Reza berhenti sejenak, terkejut dengan pertanyaan itu.
"Apa maksudmu?" tanyanya dengan suara bergetar.
"Kau bertarung bukan karena ingin menang, tapi karena takut kehilangan semuanya," kata Kenzi. "Tapi kau tidak perlu takut. Aku tidak berniat menghancurkanmu. Aku hanya ingin kita bersatu untuk melawan seseorang."
Kata-kata Kenzi mulai menggoyahkan Reza. Ketika pertarungan mencapai puncaknya, Reza kehilangan fokus, dan Kenzi berhasil menjatuhkannya.
Semua orang yang menyaksikan pertarungan itu terdiam. Reza, yang selama ini dianggap tak terkalahkan, kini tergeletak di tanah.
Kenzi berdiri di atasnya, tetapi ia tidak memberikan pukulan terakhir. Sebaliknya, ia mengulurkan tangannya.
"Bergabunglah dengan kami, Reza," kata Kenzi. "Kita bisa melawan Sumerman bersama."
Reza menatap Kenzi dengan ragu-ragu sebelum akhirnya menerima uluran tangannya.

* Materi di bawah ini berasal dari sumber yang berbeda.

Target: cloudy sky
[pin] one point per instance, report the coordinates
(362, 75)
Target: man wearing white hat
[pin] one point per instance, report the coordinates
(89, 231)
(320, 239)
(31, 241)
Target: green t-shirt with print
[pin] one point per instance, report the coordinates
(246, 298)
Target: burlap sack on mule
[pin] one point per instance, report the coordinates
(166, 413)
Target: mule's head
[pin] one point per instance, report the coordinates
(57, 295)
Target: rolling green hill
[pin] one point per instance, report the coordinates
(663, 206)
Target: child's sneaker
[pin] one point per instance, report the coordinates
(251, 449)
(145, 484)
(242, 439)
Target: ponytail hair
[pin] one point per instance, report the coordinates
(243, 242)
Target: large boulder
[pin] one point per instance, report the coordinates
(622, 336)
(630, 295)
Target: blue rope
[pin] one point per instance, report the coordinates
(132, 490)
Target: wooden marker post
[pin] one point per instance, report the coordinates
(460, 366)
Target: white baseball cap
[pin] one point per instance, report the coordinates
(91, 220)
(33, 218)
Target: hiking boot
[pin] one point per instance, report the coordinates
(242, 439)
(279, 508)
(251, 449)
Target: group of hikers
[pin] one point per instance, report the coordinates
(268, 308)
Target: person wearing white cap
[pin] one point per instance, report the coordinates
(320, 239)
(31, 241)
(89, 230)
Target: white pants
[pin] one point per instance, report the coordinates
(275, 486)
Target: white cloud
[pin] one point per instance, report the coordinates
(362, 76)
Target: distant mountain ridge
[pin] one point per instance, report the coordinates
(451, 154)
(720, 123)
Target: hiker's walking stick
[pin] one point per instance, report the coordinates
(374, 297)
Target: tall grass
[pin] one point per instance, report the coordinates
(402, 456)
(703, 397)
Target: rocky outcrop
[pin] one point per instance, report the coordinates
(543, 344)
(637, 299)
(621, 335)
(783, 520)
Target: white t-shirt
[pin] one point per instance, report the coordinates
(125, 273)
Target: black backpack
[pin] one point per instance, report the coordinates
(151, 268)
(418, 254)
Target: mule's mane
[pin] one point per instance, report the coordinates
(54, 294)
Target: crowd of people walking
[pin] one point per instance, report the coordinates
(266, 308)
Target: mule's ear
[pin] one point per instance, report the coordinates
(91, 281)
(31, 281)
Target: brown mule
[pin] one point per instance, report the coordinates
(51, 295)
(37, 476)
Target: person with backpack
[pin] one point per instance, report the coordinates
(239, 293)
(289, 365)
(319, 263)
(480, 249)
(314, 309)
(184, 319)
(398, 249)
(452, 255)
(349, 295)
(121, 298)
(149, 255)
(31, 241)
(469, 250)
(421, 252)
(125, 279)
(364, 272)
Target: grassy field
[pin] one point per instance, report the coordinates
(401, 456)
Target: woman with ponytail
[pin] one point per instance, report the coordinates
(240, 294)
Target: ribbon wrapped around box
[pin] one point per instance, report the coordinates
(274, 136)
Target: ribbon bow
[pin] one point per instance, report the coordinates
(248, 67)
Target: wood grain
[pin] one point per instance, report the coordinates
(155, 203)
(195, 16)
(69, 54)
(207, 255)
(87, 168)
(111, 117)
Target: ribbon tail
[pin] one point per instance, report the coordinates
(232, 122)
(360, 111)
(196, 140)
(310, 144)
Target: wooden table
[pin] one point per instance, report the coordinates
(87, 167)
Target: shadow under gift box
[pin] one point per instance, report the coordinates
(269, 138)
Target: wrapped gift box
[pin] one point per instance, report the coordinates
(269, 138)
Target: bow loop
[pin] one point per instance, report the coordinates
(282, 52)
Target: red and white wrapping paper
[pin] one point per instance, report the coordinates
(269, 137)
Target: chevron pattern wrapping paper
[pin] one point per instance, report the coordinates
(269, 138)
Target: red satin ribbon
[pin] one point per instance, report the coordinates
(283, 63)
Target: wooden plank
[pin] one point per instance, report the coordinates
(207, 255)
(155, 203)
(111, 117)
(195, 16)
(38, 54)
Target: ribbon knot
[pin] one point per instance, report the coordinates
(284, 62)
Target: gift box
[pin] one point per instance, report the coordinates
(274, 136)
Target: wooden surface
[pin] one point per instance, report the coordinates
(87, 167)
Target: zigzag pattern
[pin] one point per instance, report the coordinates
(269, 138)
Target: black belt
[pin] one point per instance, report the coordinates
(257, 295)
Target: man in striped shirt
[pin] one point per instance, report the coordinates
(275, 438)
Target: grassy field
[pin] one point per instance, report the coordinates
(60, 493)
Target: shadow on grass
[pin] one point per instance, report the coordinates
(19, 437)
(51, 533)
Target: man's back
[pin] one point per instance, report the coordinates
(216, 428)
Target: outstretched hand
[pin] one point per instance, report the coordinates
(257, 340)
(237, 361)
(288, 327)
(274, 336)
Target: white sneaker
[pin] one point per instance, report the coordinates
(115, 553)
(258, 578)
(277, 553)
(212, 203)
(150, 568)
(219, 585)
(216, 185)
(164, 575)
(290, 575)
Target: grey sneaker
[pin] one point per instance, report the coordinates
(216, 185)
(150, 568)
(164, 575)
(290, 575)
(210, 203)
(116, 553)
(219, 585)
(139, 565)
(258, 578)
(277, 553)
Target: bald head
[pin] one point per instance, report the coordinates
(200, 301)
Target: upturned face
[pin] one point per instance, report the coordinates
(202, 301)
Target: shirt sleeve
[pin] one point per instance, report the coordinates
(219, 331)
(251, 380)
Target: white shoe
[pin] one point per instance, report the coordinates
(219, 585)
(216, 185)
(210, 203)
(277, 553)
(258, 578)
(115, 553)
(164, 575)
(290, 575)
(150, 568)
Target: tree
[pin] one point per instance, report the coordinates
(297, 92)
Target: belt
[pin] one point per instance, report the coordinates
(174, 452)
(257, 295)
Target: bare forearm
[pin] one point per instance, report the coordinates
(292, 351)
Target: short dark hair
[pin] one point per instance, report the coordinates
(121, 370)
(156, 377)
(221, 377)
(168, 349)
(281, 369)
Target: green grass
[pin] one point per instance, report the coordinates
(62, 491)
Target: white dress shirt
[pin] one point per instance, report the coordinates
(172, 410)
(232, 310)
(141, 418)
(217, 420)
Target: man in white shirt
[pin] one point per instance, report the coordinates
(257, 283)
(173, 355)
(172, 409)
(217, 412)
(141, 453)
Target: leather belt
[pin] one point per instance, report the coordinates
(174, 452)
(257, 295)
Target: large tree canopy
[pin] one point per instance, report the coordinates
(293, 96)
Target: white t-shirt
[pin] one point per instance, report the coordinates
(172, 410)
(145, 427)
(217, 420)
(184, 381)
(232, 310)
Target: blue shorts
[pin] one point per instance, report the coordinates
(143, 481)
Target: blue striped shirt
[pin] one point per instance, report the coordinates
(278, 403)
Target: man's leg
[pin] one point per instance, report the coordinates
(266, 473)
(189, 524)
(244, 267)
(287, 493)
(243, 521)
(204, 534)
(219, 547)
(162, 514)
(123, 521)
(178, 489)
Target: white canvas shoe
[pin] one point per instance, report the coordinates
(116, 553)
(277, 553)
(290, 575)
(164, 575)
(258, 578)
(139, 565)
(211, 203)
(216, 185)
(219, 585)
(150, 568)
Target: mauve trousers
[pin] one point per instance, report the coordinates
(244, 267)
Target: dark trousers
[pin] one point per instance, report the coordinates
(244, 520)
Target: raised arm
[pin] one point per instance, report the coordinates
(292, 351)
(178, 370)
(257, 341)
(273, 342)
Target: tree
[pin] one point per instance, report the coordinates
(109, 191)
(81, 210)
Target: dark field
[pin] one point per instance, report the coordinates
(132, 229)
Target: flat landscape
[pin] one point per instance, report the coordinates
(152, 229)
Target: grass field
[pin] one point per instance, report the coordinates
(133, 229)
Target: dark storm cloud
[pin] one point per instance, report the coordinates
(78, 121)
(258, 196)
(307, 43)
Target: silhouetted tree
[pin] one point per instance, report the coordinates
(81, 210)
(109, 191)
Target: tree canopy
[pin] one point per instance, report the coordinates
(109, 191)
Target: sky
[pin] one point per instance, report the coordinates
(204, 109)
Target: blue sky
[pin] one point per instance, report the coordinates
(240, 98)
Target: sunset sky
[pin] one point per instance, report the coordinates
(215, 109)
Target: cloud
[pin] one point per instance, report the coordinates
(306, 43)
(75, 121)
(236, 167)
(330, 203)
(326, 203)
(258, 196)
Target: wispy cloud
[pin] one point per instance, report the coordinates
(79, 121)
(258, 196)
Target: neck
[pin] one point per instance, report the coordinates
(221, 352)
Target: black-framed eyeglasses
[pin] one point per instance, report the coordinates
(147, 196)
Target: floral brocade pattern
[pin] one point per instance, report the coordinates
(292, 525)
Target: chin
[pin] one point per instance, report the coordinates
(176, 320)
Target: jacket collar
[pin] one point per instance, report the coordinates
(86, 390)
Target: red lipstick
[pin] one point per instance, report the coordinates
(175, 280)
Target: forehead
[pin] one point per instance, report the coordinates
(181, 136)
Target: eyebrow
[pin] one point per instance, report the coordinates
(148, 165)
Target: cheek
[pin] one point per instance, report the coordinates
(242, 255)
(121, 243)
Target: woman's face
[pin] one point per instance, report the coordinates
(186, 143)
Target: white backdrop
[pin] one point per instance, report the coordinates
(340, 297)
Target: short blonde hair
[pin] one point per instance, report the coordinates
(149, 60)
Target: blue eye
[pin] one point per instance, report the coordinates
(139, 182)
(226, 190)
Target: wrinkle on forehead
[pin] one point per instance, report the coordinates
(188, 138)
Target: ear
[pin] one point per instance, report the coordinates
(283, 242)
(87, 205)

"Kau benar," kata Reza. "Aku sudah lelah mempertahankan kekuasaan ini sendirian. Jika kau benar-benar punya rencana, aku akan mendukungmu."
Dengan kekalahan Reza, SMA Mawar secara resmi bergabung dengan kelompok Kenzi. Ini menjadi pukulan besar bagi jaringan Sumerman, yang selama ini bergantung pada SMA Mawar sebagai salah satu kekuatan utamanya.
Di markas mereka, Kenzi dan timnya merayakan kemenangan ini. Namun, mereka tahu bahwa pertempuran sebenarnya belum dimulai.
"Kita telah mengambil langkah besar," kata Kenzi kepada timnya. "Tapi Sumerman pasti sudah mengetahui pergerakan kita. Kita harus bersiap untuk menghadapi serangan balik dari mereka."
Kai tersenyum tipis. "Biarkan mereka datang. Kita lebih dari siap untuk menghadapi apa pun yang mereka lemparkan kepada kita."
Namun, di tengah suasana kemenangan itu, sebuah pesan misterius tiba di markas mereka. Pesan itu hanya berisi satu kalimat:
"Kalian tidak tahu siapa yang sebenarnya kalian hadapi."
Kenzi membaca pesan itu dengan serius. la tahu bahwa ini adalah peringatan dari Sumerman, dan ia merasa bahwa pertempuran berikutnya akan jauh lebih berat dari sebelumnya.
----
Malam itu setelah berpesta dan bersenang senang semua orang pergi hanya meninggalkan Kenzi dan Kai di markas. Mereka berdua terus melihat pesan misterius itu dan memikirkan apa yang akan terjadi kedepannya.
Tiba-tiba terdengar suara seseorang berjalan di tengah gelap malam menghampiri mereka berdua. Kenzi dan Kai berdiri dan memasang wajah serius.
"Tenanglah ini aku Daniel. Aku datang kesini untuk memberitahu sesuatu yang sangat penting." ucapnya sambil berjalan.
Kenzi dan Kai kembali duduk dan bertanya."apa yang membuatmu kesini malam-malam bukankah kau bisa menghubungi kita dulu.
"Tidak. Ini akan membuatmu sangat senang Kenzi." Ucap Daniel.
Kenzi menjawab."Apa itu?
Daniel melemparkan amplop ke arah Kenzi dan berkata temui orang itu dan kamu akan tau segalanya.
Setelah mengatakan itu Daniel menyuruh Kai dan Kenzi untuk pergi.
"Pergilah. Sebentar lagi akan ada tamu tidak di undang datang kesini. Kalian berdua pergilah secepat mungkin." Ucap Daniel
Setelah mengatakan itu Daniel duduk dan membakar rokok nya menunggu orang yang akan datang itu.